At her insistence, Peters was given the title role in Anne of the Indies (1951), which the press declared was the film that finally brought her stardom. Before its release, she was cast in Viva Zapata! (1952) opposite Marlon Brando. Julie Harris had been considered for this role. Also in 1951, Peters had her first collaboration with Marilyn Monroe, when they had secondary roles in As Young as You Feel.

Peters was set to play the title role in the drama film Wait Till the Sun Shines, Nellie (1952). It was the first time since the beginning of her career that Peters received this much publicity. While shooting the film in Hutchinson, Kansas, Peters was honored with the title 'Miss Wheatheart of America'. Peters was one of many names in the studios O. Henry's Full House (1952). She co starred with Jeffrey Hunter in Lure of the Wilderness (1952).

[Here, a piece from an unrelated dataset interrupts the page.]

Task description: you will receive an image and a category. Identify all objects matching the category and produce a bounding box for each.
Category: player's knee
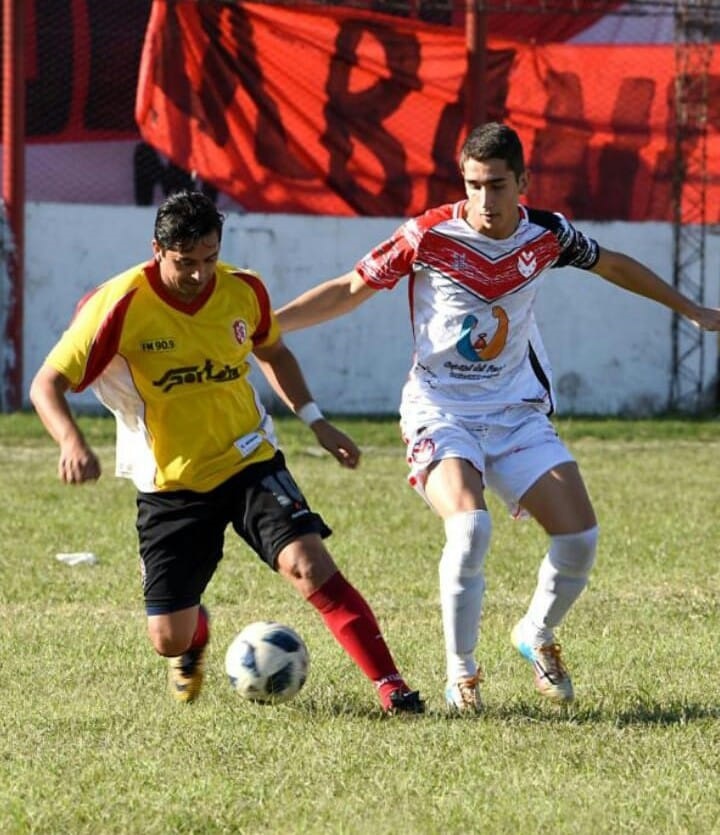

In 1953, director Samuel Fuller chose Peters over Marilyn Monroe for the part of Candy in Pickup on South Street. He said he thought Peters had the right blend of sex appeal and the tough-talking, streetwise quality he was seeking. Monroe, he said, was too innocent-looking for the role. Shelley Winters and Betty Grable had been considered, but both had turned it down. Because of the sexual attractiveness of her character, Peters was not thrilled with the role. She preferred playing more down-to-earth, unglamorous parts as she had done with Anne of the Indies (1951), Viva Zapata! (1952) and Lure of the Wilderness (1952).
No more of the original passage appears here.